Maybe you were born 200 years too late to paddle a canoe in the original Lewis and Clark Corps of Discovery but don’t despair. Pack your panniers and tighten your spokes because thanks to the Adventure Cycling Association, you can now pedale the intrepid explorers route using the newly released Lewis and Clark Bicycle Trail. The route, available in an eight-map set, charts both the westward route from Illinois, through Montana, to Oregon and a section of the eastward route through southern Montana.

Since Lewis and Clark spent more time in what is now called Montana than in any other state along the 3,254 mile trail, it makes sense that four of the eight map sections are set here. Following them you will cross mountain passes, visit national parks and monuments, overlook dozens of rivers in addition to the Missouri, and ride by bison, elk, deer, antelope and more.
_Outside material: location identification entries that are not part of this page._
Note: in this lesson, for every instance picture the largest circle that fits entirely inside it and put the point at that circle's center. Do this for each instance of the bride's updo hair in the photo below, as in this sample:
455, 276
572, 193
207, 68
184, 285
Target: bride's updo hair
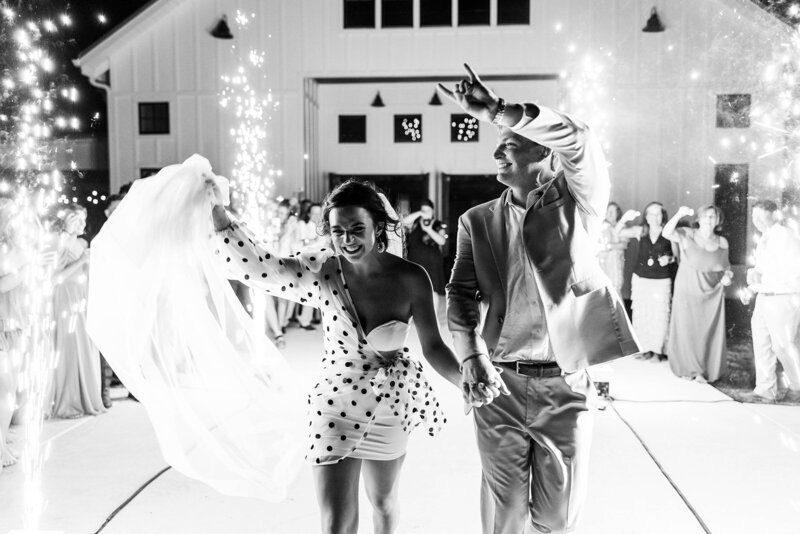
359, 194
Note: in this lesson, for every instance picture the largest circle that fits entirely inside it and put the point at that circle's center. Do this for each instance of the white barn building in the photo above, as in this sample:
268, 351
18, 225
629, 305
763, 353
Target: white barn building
654, 97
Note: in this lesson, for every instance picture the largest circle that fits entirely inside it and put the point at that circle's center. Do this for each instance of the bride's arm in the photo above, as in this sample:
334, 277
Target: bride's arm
438, 354
245, 259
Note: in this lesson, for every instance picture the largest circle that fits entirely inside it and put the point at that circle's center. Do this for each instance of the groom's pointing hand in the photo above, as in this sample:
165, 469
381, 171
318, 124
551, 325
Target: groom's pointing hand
473, 96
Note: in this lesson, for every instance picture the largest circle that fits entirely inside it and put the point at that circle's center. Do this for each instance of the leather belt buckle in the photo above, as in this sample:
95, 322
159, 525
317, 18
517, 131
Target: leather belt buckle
537, 369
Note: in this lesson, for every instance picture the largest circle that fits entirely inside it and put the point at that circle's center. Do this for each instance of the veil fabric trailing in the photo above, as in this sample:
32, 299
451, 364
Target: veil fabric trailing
223, 402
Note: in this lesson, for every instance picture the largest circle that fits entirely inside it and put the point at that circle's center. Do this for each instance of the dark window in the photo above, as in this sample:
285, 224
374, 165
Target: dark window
513, 12
473, 12
153, 118
733, 111
397, 14
435, 13
359, 13
408, 128
463, 128
730, 195
352, 128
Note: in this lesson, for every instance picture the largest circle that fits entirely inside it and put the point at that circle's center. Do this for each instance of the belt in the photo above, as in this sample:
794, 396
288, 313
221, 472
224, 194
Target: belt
533, 369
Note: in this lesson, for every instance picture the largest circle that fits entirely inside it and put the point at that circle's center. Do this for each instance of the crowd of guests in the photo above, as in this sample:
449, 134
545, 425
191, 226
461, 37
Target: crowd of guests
672, 272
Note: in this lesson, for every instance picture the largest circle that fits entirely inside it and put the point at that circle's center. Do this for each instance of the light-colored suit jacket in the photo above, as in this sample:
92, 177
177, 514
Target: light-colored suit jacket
586, 320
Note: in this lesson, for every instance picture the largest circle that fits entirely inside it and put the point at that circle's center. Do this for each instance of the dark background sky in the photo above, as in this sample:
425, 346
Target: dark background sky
86, 30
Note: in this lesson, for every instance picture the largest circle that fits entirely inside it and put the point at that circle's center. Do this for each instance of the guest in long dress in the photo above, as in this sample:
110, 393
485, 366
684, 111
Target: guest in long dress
12, 321
651, 285
775, 278
76, 387
424, 237
611, 253
287, 243
697, 330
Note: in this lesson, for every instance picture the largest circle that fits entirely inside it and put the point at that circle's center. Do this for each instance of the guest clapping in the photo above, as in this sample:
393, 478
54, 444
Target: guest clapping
425, 236
13, 320
776, 317
697, 328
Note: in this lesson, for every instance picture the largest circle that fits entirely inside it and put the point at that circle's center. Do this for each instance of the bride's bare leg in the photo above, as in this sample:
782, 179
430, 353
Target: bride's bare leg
337, 495
382, 481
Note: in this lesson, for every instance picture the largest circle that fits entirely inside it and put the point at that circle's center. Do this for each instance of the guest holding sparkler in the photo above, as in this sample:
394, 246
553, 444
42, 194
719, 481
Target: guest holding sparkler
775, 278
697, 328
611, 253
12, 321
76, 389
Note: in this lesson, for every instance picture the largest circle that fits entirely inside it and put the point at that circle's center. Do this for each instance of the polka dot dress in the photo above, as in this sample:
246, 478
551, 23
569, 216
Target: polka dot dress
368, 398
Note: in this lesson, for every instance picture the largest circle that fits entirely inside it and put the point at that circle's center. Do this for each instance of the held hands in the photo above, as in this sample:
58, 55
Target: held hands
473, 97
213, 191
480, 382
753, 277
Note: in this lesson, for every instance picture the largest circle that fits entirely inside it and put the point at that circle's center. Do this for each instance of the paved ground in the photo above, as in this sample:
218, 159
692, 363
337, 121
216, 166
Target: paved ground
669, 456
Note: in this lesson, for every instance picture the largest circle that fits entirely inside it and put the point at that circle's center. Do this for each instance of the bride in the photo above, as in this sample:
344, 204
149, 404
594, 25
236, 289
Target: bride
369, 395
Start with Section 4 as it follows the path from western North Dakota to Great Falls. It skirts a number of designated areas including the Charles M. Russell National Wildlife Refuge, the Upper Missouri National Wild & Scenic River and the Missouri River Breaks National Monument.

Section 5 takes you from Great Falls, home of the Lewis and Clark National Historic Trail Interpretive Center, to Missoula and includes a number of optional routes and spurs. Take a side trip to see the Gates of the Mountains a three-mile long river passage with 1,200-foot high cliffs. Captain Lewis described it thus: "the towering and projecting rocks in many places seem ready to tumble in on us… This extraordinary range of rocks we called the Gates of the Rocky Mountains."

Section 6 traverses the Bitterroot Mountains from Missoula to Clarkston, Washington along the Lochsa and Clearwater Rivers, with an off-road option along the famed Lolo Trail. Take a quick break at Travelers' Rest State Park when you ride by.

Section 8 retraces William Clark’s 1806 eastbound route along the Yellowstone River from Three Forks to Williston, North Dakota and includes the historically significant Pompeys Pillar (outside of Billings) where Captain Clark carved his name into to unique rock formation.

“On this route, riders can literally see, feel, and breathe the Corps of Discovery journey that took place almost 200 years ago,” said Adventure Cycling’s executive director, Bill Sawyer. “Our mission is to inspire people of all ages to travel by bicycle and explore the landscapes and history of America for fitness, fun and self-discovery. What could better fit this mission than a route following the travels of Lewis and Clark?”

We couldn’t agree more. So, saddle up and start pedaling.